K como Kolónia — Kafka e a descolonização do imaginário, de Marie-José Mondzain, com tradução de Luís Lima, com a chancela da Orfeu Negro. Particularmente relevante para os estudiosos de literatura, filosofia ou cultura, este é outro daqueles preciosos ensaios que esta editora tem vindo a publicar entre nós, como Pode a subalterna tomar a palavra? ou Questões de Género.
Marie-José Mondzain, filósofa e autora de obras como A Imagem Pode Matar? e Homo Spectator – Ver, Fazer Ver (Orfeu Negro, 2015), parte das narrativas visionárias de Franz Kafka para reflectir sobre o poder político do imaginário colonial. A autora não incorre numa análise crítico-literária exaustiva de Kafka.
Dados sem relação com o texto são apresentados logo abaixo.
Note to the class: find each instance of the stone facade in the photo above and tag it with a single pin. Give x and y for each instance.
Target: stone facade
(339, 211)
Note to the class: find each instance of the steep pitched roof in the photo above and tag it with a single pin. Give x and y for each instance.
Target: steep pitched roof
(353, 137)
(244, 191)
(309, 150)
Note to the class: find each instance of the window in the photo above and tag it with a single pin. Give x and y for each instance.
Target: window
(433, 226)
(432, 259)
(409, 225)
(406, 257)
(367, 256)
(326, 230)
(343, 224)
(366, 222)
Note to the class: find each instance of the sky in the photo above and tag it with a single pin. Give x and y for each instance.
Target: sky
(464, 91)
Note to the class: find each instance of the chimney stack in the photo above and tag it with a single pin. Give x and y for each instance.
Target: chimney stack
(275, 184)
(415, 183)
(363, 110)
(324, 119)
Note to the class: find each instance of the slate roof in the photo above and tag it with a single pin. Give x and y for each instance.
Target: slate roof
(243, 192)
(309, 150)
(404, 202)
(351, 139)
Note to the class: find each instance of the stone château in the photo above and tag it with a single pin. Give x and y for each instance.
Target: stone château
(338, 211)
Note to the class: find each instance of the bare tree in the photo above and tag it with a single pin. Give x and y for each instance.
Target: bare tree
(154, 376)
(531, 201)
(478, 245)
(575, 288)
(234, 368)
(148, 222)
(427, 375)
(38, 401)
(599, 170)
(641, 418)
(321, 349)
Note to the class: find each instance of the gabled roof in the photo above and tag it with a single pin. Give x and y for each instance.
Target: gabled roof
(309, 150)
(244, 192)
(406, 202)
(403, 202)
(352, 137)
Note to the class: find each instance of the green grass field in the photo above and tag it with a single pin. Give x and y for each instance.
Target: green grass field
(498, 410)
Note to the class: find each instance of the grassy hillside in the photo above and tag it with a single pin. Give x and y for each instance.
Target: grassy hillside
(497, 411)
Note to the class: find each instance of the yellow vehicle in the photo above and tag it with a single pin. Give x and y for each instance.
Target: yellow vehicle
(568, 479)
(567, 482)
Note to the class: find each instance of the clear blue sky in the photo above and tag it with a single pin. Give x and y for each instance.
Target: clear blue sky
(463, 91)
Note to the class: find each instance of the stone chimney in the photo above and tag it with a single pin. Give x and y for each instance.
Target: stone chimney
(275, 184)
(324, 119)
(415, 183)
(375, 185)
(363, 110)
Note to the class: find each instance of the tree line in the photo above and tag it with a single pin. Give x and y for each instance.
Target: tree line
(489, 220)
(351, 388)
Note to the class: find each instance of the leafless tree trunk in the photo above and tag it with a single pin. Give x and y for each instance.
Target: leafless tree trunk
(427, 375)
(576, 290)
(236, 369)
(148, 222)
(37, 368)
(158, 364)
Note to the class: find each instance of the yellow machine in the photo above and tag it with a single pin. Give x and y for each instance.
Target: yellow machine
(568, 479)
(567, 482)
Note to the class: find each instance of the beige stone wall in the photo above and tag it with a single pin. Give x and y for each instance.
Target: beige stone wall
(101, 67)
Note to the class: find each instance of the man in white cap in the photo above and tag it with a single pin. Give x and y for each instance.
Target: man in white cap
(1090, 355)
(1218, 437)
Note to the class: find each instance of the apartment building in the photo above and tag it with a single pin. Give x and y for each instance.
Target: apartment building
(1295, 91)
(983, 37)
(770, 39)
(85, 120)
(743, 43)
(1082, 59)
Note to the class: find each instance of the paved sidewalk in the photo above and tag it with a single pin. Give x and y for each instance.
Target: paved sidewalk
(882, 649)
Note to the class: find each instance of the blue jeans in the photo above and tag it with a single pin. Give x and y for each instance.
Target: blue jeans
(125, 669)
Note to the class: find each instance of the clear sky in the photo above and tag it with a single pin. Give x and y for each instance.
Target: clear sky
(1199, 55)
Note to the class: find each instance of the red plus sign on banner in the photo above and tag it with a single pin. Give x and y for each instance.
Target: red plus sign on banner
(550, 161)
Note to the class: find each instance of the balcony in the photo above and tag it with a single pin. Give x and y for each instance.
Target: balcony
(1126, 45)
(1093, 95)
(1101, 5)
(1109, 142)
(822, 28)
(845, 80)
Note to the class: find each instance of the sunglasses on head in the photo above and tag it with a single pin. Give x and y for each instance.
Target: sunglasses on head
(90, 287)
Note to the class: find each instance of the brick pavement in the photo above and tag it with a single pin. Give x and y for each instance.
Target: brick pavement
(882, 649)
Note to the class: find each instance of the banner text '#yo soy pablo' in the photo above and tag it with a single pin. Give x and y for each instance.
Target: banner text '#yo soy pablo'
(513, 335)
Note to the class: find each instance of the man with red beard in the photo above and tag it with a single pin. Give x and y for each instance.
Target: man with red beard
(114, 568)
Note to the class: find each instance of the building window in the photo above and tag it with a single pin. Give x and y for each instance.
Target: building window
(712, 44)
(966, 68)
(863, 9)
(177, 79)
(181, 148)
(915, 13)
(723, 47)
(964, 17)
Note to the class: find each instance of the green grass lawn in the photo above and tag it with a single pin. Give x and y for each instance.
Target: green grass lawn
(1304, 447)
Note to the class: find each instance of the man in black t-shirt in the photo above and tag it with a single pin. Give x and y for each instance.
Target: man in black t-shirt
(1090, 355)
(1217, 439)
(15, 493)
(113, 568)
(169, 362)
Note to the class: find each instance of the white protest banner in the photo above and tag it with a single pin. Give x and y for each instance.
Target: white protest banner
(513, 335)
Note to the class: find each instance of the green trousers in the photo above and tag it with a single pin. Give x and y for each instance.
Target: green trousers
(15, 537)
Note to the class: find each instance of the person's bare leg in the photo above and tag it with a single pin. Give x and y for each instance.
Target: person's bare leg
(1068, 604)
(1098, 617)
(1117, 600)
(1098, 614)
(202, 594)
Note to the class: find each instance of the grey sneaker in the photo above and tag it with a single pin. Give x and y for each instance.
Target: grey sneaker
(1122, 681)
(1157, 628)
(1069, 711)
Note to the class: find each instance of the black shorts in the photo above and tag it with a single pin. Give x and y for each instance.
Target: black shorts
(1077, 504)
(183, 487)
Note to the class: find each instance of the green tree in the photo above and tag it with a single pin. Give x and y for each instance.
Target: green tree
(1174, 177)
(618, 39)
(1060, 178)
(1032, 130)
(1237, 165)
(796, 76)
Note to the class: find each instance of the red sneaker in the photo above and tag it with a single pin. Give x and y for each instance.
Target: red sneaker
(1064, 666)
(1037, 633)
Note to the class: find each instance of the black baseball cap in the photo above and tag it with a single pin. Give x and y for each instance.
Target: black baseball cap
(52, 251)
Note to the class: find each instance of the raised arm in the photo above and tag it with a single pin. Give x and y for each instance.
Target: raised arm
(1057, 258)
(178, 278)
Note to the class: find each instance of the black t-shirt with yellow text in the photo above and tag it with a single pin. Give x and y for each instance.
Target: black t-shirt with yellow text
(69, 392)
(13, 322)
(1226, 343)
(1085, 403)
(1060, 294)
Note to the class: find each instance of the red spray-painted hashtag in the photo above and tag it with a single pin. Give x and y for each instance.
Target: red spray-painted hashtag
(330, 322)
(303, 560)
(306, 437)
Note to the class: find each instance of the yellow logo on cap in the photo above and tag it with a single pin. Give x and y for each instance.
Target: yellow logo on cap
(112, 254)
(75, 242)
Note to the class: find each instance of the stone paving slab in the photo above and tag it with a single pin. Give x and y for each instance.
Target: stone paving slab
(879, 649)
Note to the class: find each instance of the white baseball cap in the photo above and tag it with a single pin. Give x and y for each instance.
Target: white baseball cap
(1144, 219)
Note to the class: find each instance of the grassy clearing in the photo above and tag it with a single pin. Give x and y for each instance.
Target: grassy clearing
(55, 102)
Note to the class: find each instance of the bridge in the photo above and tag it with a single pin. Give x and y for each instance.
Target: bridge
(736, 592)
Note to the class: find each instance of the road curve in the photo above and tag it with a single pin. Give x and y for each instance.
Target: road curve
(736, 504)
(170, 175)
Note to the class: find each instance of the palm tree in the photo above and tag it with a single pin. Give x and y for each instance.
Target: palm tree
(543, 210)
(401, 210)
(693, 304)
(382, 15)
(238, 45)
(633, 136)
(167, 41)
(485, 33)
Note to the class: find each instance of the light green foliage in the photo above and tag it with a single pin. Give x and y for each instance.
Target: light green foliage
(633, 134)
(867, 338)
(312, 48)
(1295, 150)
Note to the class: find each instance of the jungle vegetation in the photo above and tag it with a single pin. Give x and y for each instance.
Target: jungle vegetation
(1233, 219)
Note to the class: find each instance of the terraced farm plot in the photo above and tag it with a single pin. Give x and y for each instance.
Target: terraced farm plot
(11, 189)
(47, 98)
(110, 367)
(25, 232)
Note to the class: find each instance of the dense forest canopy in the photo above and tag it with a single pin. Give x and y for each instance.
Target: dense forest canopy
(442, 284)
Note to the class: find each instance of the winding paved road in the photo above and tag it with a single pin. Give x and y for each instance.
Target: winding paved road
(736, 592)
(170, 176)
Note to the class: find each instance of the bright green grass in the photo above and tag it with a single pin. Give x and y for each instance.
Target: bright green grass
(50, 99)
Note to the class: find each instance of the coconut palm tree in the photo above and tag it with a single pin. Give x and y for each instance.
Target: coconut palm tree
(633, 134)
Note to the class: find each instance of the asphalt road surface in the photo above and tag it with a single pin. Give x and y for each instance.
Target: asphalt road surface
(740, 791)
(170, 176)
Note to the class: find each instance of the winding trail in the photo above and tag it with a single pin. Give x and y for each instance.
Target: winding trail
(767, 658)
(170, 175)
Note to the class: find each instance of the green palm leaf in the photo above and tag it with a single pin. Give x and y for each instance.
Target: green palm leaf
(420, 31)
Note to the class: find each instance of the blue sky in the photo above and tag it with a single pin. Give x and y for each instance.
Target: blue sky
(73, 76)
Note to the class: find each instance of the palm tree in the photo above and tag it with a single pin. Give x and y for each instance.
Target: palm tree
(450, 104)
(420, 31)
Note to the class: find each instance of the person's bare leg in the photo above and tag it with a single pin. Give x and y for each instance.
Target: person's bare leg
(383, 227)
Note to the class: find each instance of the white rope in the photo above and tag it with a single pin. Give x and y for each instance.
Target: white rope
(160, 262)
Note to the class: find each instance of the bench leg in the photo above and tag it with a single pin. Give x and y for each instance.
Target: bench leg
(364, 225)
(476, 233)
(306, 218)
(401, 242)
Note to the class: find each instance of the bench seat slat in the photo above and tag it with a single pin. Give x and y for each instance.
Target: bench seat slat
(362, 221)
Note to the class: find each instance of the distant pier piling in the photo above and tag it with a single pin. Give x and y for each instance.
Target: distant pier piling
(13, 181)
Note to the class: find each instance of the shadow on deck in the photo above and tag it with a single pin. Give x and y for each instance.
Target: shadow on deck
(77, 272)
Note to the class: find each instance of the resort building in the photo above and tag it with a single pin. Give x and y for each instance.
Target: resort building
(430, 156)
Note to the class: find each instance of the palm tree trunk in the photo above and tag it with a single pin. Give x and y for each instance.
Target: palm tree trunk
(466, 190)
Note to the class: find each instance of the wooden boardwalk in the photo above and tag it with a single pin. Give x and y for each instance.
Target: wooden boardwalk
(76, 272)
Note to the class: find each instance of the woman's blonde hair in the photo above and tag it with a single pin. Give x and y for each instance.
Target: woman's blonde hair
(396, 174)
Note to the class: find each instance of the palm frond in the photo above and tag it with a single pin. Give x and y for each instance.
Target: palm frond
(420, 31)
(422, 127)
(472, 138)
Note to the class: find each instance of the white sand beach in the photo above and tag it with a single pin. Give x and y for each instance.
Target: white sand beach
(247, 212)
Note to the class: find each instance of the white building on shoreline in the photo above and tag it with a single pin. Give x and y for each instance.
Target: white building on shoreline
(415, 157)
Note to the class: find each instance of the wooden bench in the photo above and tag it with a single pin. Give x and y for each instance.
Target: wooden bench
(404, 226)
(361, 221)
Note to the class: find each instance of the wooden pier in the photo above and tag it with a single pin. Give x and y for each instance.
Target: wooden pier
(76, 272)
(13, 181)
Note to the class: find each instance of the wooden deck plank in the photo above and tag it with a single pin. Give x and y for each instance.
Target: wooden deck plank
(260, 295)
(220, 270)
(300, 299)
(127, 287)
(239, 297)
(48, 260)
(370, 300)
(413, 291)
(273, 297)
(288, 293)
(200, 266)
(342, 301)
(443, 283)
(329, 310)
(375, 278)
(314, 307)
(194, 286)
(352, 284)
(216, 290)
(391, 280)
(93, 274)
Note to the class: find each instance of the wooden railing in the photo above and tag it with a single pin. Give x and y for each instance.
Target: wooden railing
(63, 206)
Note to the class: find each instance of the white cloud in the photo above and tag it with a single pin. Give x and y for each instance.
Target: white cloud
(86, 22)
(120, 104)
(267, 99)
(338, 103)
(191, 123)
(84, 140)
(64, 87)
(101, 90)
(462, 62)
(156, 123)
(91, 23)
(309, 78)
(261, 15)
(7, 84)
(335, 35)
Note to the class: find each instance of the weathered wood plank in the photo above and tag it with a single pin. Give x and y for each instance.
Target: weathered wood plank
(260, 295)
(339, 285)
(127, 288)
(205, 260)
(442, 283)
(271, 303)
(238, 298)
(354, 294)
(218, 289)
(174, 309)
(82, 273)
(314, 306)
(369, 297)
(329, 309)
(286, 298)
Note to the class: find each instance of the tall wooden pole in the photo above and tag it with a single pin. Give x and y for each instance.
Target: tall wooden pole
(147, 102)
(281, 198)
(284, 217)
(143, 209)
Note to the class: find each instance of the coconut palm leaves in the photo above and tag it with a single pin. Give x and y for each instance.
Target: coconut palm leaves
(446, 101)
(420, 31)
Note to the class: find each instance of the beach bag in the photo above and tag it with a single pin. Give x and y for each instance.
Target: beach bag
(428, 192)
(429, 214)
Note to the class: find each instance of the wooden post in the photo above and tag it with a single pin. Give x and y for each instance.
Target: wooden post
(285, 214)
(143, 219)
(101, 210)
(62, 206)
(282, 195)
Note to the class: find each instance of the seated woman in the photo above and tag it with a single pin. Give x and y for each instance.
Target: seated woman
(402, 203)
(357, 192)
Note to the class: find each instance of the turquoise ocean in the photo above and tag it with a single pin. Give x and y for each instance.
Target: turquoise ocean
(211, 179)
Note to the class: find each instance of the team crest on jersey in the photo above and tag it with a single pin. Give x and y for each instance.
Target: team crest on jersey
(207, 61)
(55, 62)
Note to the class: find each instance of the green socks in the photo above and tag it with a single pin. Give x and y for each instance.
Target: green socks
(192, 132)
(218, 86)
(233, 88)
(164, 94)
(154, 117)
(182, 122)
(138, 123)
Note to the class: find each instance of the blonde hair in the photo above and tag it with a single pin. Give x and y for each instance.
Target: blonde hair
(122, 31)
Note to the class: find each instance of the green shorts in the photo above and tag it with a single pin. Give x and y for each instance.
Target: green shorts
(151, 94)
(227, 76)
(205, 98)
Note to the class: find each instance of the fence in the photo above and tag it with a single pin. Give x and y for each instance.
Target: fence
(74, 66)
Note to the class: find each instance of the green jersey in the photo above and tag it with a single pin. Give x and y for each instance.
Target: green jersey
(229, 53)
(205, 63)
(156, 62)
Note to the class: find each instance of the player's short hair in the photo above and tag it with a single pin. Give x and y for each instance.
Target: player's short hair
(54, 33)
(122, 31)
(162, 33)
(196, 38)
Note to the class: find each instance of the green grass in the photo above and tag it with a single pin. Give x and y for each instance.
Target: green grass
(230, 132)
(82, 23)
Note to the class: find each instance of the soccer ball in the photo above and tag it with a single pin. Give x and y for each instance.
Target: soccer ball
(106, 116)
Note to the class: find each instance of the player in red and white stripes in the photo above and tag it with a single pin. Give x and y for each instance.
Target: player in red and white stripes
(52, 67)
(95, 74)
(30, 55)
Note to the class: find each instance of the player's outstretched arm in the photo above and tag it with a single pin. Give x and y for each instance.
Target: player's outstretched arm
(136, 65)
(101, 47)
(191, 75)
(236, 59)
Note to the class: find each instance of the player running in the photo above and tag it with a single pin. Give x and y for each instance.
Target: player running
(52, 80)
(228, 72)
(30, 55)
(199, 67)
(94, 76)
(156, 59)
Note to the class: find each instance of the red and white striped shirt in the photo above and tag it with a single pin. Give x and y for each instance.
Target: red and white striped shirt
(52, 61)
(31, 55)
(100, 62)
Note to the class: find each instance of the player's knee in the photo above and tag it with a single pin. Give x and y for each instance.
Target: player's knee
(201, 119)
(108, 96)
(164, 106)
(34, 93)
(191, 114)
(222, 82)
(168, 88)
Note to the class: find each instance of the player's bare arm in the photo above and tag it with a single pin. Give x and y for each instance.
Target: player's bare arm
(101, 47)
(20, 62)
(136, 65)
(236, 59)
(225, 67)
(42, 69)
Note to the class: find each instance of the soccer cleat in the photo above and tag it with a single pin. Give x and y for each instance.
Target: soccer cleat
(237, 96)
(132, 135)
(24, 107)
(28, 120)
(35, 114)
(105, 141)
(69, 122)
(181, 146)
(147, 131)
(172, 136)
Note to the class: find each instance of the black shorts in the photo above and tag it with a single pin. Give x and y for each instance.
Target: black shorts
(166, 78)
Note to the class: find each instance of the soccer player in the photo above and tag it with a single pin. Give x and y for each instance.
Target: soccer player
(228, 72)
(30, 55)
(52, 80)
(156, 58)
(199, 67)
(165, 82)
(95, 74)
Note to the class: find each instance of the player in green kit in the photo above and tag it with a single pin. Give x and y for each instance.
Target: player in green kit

Selecionando dois breves textos, O Desaparecido e Na colónia penal, e ocasionalmente recorrendo ainda aos seusDiários de Viagem, a autora consegue dar nova vida e encarar textos de um autor judeu branco, que nunca pisou solo africano, à luz da descolonização… O autor deitou contudo singular atenção à condição do negro na América.
“Kafka imaginou o pior dos aparelhos de morte de toda a humanidade, numa ilha árida e ardente, que poderia então ser africana e assemelhar-se à Europa ou até mesmo ao mundo de hoje.” (p. 19)
Pegando em alguns episódios, e mediante a leitura de algumas passagens, o seu pensamento evolui de forma espiralar, em breves capítulos, num discurso claro, impregnado de lirismo e pontuado com frases lapidares, contrapondo de forma inteligente a questão da colonização com a do antissemitismo, nomeadamente na forma como uma máquina de guerra é uma outra forma de exploração capitalista.
Nas palavras da própria autora: “Este livro assume a forma de uma deambulação dispersa ou enganosamente dispersa, já que tenho procedido à leitura de Kafka por associações múltiplas, derivando incessantemente ao longo da narrativa. Estas associações podem ser biográficas, históricas, literárias, teatrais e cinematográficas.” (p. 19)
Ainda que por vezes as teorias da autora pareçam ir demasiado longe, como quando encara os genocídios ocorridos em África como experiências laboratoriais do Holocausto que depois tem lugar na Europa, tudo conflui e se interliga neste ensaio: as memórias de infância e juventude numa Argélia colonial; o colonialismo; as colónias penais de reeducação; o Holocausto; a escravatura; o capitalismo como nova forma de dominação; o totalitarismo; a colonização do imaginário como forma de subjugação dos povos; a legitimação da violência colonial pelo poder religioso; o atual medo da Europa e o seu fechamento face às hostes advindas das antigas colónias; um outro extremo de um imaginário colonialista que incide na exploração sensual do corpo negro na pintura e no cinema; a escrita originada numa ferida e o poder imagético da literatura que antecipa eras futuras.
Marie-José Mondzain, uma das mais conhecidas pensadoras francesas da atualidade, é directora de investigação emérita do Centre National de la Recherche Scientifique, em Paris. Referência fundamental do pensamento contemporâneo, tem contribuído para o debate vital acerca do poder persuasivo das imagens, articulando a estética com a ética.